Key Features of the New Directions
Standardization of Guarantee Practices
All guarantees must now be:
- Irrevocable
- Unconditional
- Incontrovertible, with a clearly defined payment mechanism
Also, limits are imposed on unsecured guarantees, particularly for cooperative banks. For example, such guarantees cannot exceed 5% of total assets (1.25% for unsecured ones) for UCBs, RRBs, and similar entities.
Push for Electronic Guarantees
The Directions explain a shift to electronic guarantees, supported by:
- Strong IT integration with guarantee platforms
- Clearly defined SOPs for issuance, invocation, amendment, and cancellation
- Enhanced cybersecurity and internal control mechanisms (see Annex 1)
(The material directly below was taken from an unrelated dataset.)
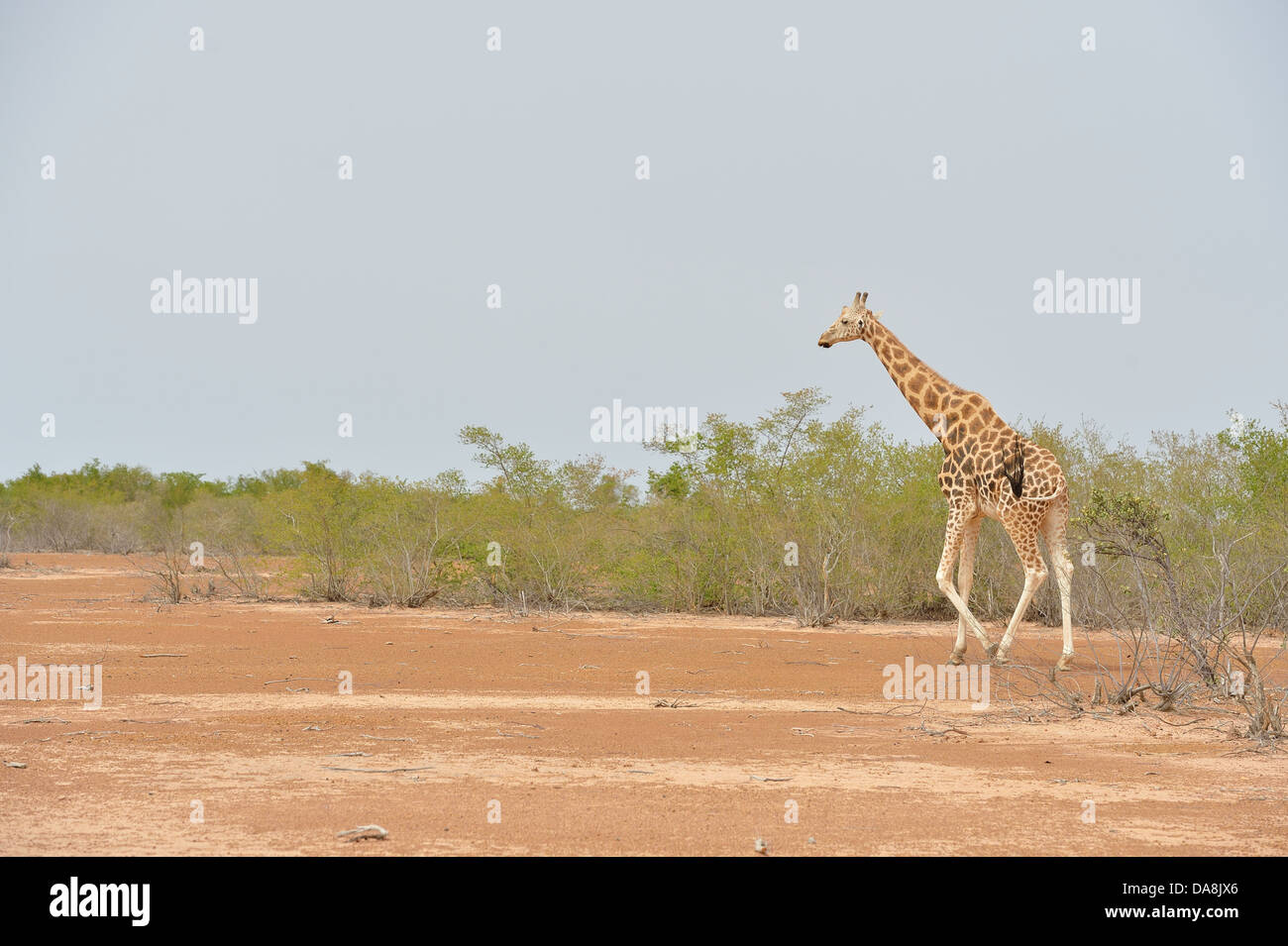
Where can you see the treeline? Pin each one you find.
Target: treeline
(789, 514)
Partial Credit Enhancements (PCE)
Regulated entities such as scheduled commercial banks (excluding RRBs), select NBFCs, and AIFIs can offer PCEs to bonds issued by corporates, large NBFCs, or municipal bodies—aimed at improving credit ratings and promoting market access. Notably:
- PCEs must be irrevocable, used solely for bond servicing, and subject to strict exposure limits.
- PCE cannot exceed 50% of the bond size, and aggregate PCE by an entity is capped at 20% of its Tier 1 capital.
Rules for Co-Acceptance of Bills
Only genuine trade-related bills can be co-accepted. Banks must ensure actual receipt of goods and maintain comprehensive internal records.
Exposure and Compliance Framework
- NFB facilities must typically be issued only to customers who have existing fund-based credit with the RE, with certain exceptions (e.g., backed by other REs' counter-guarantees).
- Any NFB facility that devolves (i.e., turns into a liability) will be treated as a fund-based exposure for prudential purposes.
Disclosure Requirements
Entities must report outstanding NFB facilities, both secured and unsecured, as per a standard format (shown on page 13 of the circular).
The new Directions repeal and replace a long list of outdated circulars, specifically 78 for Scheduled Commercial Banks and 13 for Urban Cooperative Banks, as listed in Annex 2 (pages 16-20) of the circular.